The *_optional() functions return an error code if there has been a real error which should be reported up the call stack. This excludes whatever error code indicates the requested resource does not exist, which can be -ENODEV etc. If the device does not exist, a magic cookie is returned which appears to be a valid resources but in fact is not. So the users of these functions just need to check for an error code, and fail the probe if present.
You seems to be suggesting in binary return value: non-zero (available) or zero (not available)
No, what is suggested is to (besides the API changes): - do not treat ENXIO as something special in platform_get_irq*() - allow platform_get_irq*() to return other error codes
This discards the error code when something goes wrong. That is useful information to have, so we should not be discarding it.
IRQ don't currently have a magic cookie value. One option would be to add such a magic cookie to the subsystem. Otherwise, since 0 is invalid, return 0 to indicate the IRQ does not exist.

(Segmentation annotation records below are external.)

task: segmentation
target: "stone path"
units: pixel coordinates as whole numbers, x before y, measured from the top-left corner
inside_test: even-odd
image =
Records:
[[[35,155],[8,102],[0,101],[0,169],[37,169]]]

The request for a script checking this then makes sense. However, i don't know how well coccinelle/sparse can track values across function calls. They probably can check for:
ret = irq_get_optional() if (ret < 0) return ret;
A missing if < 0 statement somewhere later is very likely to be an error. A comparison of <= 0 is also likely to be an error. A check for
0 before calling any other IRQ functions would be good. I'm
surprised such a check does not already existing in the IRQ API, but there are probably historical reasons for that.